There are 3 patterns to handle data persistence to relational DBs:
- Active Record
- Data Mapper
Associated to this patterns, we have a few more design patterns to help implement the previous ones:
- Unit of work
- Identity map
- Lazy loading
And we also have 3 patterns to structure the data in the DB:
- Single table inheritance
- Concrete table inheritance
- Class table inheritance
This is the simplest approach to persisting objects. Each entity represents a table row and knows how to connect to the DB, persist itself to the DB and find other sibling objects from the DB, using static methods.
An object that wraps a row in a DB table or view, encapsulates the DB access, and adds domain logic to that data.
This pattern may be usable in simple projects, however, it has an enormous amount of responsibilities, breaking the SRP. As complexity grows, and we refactor the domain objects into smaller objects, we lose the one-on-one mapping of objects to table rows and the pattern breaks.

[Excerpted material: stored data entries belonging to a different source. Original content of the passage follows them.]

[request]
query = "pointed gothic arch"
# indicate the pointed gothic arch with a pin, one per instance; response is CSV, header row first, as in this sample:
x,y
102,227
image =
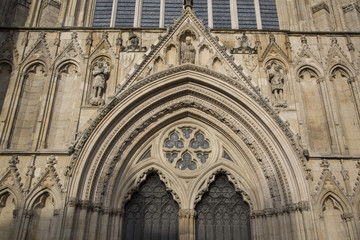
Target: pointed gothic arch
x,y
188,96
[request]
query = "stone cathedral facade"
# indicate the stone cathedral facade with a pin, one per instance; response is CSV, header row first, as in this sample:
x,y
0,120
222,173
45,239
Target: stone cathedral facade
x,y
203,119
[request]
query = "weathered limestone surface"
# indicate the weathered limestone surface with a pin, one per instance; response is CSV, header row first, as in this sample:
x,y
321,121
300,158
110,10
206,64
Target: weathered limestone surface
x,y
88,113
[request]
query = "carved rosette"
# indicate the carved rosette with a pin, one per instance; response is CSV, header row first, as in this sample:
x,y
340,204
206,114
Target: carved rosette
x,y
186,147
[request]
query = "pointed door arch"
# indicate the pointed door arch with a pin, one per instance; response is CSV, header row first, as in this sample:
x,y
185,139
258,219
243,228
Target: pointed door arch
x,y
222,213
151,213
119,148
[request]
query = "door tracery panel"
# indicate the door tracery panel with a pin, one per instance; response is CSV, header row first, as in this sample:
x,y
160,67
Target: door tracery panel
x,y
151,213
222,213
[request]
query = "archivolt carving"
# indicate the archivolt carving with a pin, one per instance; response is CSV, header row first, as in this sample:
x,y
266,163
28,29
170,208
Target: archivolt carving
x,y
215,112
141,178
231,178
131,133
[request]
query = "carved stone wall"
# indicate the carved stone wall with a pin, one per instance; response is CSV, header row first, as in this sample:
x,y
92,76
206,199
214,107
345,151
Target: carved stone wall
x,y
274,114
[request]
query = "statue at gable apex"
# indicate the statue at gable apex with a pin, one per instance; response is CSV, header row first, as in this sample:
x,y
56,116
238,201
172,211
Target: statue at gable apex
x,y
277,81
187,51
100,73
244,46
134,43
188,4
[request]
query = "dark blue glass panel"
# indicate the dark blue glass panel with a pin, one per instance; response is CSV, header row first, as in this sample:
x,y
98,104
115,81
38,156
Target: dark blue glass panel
x,y
200,7
102,13
269,16
221,14
246,14
150,13
173,10
125,13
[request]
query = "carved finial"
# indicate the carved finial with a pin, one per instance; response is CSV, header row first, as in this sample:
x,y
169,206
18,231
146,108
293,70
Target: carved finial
x,y
351,47
303,39
306,154
42,35
188,4
324,163
272,38
333,41
73,35
51,161
89,39
105,35
13,161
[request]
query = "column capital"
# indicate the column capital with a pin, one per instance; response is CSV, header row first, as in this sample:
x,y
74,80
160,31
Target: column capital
x,y
187,213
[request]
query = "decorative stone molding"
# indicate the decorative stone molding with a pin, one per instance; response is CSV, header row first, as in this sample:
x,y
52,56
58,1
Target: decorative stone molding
x,y
348,8
11,177
188,15
288,208
230,177
187,213
28,213
134,44
52,3
40,50
142,178
321,6
245,46
347,216
73,202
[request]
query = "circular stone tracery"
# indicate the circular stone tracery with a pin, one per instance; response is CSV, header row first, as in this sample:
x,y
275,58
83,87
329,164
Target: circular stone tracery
x,y
186,148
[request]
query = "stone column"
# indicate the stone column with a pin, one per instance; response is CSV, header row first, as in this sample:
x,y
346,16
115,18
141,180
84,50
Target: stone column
x,y
104,223
335,141
116,224
81,220
25,226
187,224
347,217
93,226
69,217
354,88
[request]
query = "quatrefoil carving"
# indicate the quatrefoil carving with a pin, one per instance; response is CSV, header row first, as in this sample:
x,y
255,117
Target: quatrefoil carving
x,y
186,148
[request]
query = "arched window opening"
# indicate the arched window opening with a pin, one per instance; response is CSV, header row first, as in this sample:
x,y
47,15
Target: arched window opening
x,y
125,13
29,108
7,207
221,14
222,213
63,124
150,13
151,213
318,130
347,110
334,225
5,74
269,18
43,221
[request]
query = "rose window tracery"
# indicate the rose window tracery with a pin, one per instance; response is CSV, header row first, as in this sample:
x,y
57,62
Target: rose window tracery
x,y
187,148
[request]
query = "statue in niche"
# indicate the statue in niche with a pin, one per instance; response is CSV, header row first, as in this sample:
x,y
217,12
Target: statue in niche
x,y
101,74
187,51
244,42
276,79
244,46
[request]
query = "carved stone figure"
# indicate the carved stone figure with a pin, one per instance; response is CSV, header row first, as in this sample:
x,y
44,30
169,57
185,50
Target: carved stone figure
x,y
100,74
187,51
244,42
276,79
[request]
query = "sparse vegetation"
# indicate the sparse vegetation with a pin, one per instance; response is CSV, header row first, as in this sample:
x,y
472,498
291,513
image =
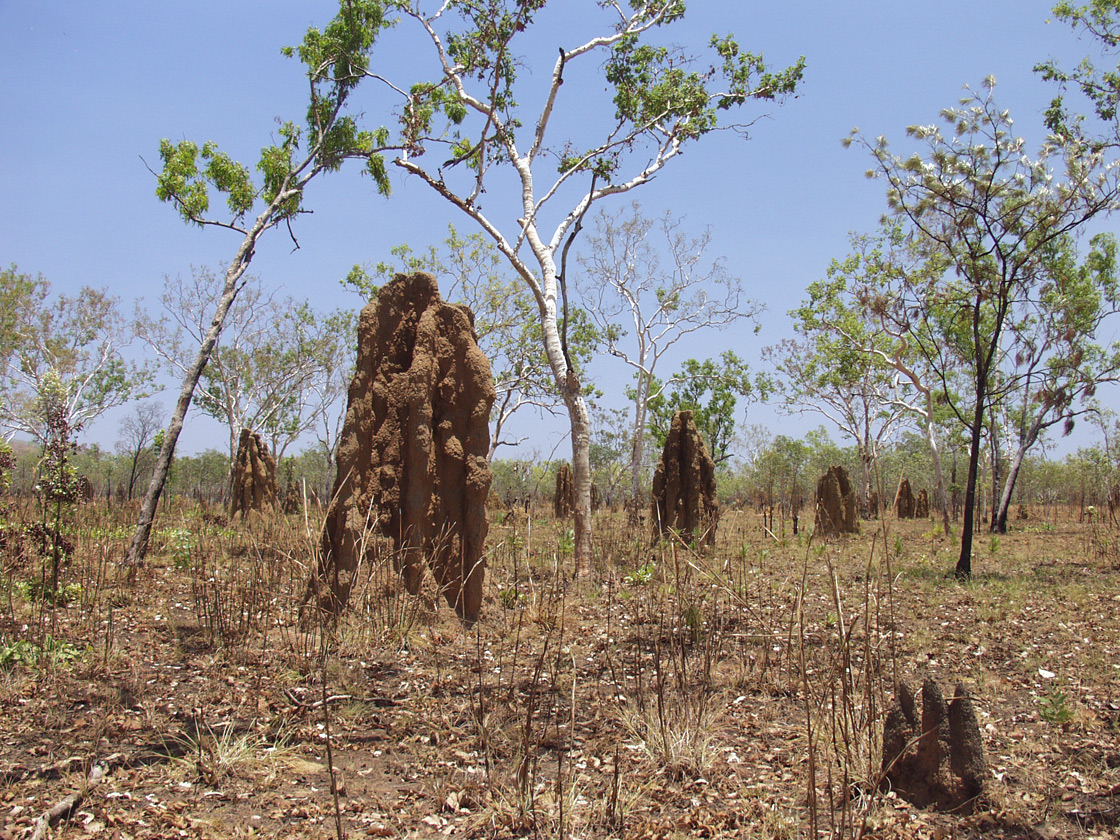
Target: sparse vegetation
x,y
737,692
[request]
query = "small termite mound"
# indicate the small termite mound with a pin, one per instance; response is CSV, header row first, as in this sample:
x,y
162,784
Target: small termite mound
x,y
837,504
684,485
254,476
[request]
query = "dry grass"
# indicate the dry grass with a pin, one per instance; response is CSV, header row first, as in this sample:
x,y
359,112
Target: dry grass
x,y
670,693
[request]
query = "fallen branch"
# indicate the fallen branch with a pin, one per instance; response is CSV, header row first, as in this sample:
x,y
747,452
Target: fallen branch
x,y
65,806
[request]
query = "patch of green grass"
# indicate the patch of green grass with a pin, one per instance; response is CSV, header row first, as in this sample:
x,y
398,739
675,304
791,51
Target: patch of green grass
x,y
27,654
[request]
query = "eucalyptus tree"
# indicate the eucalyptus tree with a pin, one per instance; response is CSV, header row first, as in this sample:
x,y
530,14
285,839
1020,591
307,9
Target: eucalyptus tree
x,y
63,356
850,314
837,366
528,178
992,213
1099,86
658,280
280,369
710,389
1056,362
335,61
138,431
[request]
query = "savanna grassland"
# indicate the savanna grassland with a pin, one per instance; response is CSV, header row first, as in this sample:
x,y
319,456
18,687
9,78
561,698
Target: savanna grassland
x,y
665,693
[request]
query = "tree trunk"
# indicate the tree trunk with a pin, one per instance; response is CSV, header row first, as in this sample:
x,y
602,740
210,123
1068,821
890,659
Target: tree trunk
x,y
940,496
994,436
637,451
865,460
139,548
581,481
999,524
964,561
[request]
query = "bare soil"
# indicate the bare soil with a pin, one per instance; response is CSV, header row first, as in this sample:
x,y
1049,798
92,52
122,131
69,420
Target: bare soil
x,y
736,692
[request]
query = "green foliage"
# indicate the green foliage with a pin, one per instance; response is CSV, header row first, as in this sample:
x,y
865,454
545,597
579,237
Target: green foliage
x,y
1100,19
473,272
994,217
180,546
336,58
35,590
1054,708
65,353
566,542
643,574
24,653
722,382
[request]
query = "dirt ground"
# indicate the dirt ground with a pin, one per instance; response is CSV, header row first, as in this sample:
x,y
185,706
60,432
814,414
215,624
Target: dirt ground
x,y
666,693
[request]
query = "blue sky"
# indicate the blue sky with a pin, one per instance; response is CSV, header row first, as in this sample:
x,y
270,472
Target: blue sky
x,y
90,89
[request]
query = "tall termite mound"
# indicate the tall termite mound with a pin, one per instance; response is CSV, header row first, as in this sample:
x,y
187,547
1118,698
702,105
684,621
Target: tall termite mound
x,y
412,465
934,758
922,505
254,476
565,495
904,501
684,485
837,504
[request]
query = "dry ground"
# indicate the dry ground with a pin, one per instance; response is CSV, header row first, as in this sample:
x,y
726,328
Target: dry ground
x,y
663,694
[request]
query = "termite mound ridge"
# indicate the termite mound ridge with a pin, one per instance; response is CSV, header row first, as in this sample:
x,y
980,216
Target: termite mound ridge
x,y
684,485
412,467
562,501
934,758
904,501
837,505
254,476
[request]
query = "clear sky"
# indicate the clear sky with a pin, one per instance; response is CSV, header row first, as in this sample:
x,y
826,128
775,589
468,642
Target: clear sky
x,y
87,91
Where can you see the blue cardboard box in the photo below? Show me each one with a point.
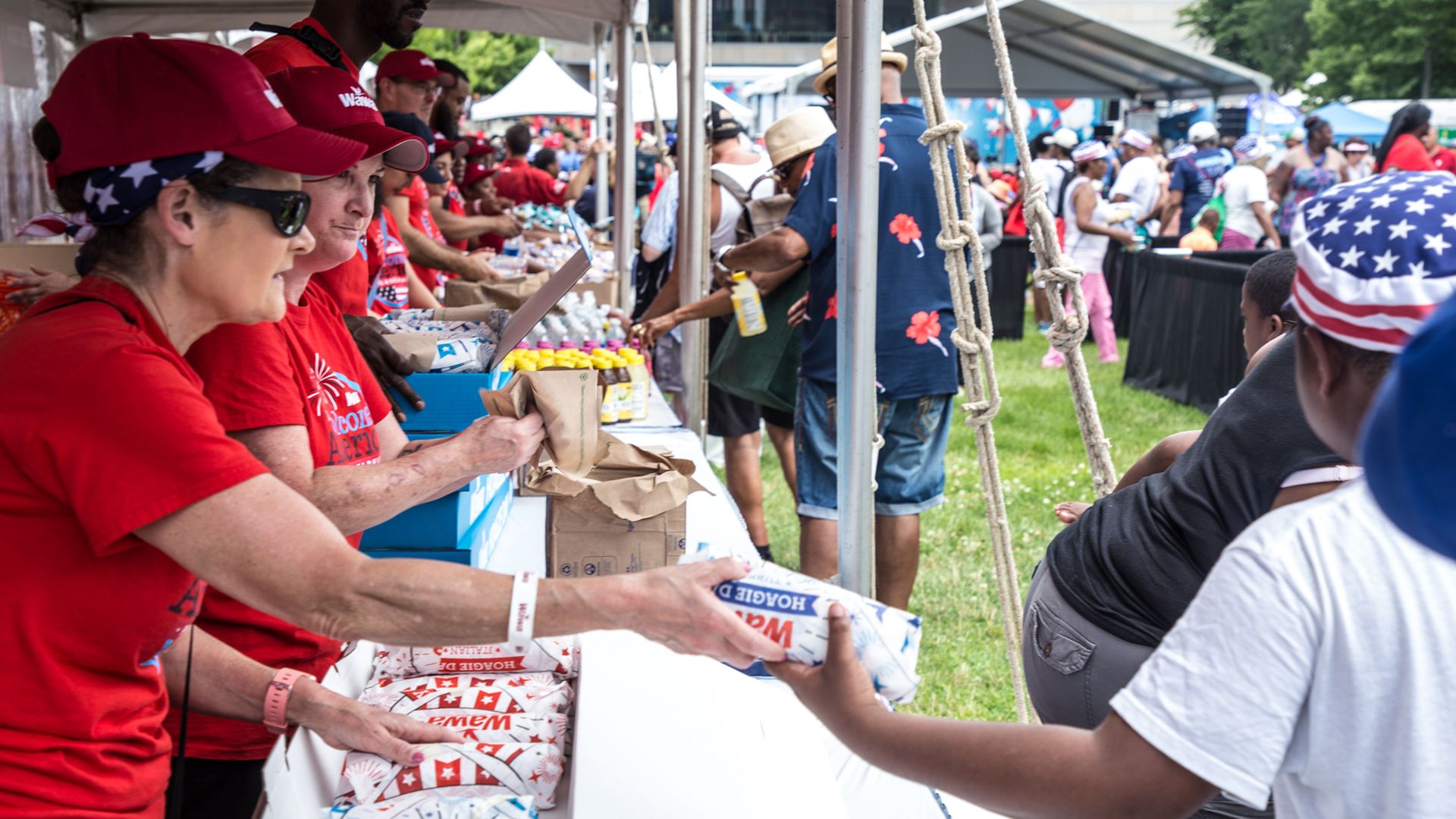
(452, 400)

The gateway represents a table in the DB and takes care of connecting, persisting and finding objects in the DB.
These gateways should be as simple as possible, generic, mechanic, reusable, maybe even generated. They should know nothing about business logic.
The problem is that, because they are supposed to be as simple as possible, they make a direct mapping from table column to object property. If changes are done to either the model or the DB, those changes need to be reflected in its counterpart.
The data mapper makes the translation between a set of data ans one or several objects and from an object into one or several tables. It can, and should, use some kind of entity management system to cache the objects that were already extracted from the DB.
However, the concrete task of connecting, finding and persisting a set of data in the DB should be left to a data gateway. A common option is to implement a data mapper as a decorator around a data gateway.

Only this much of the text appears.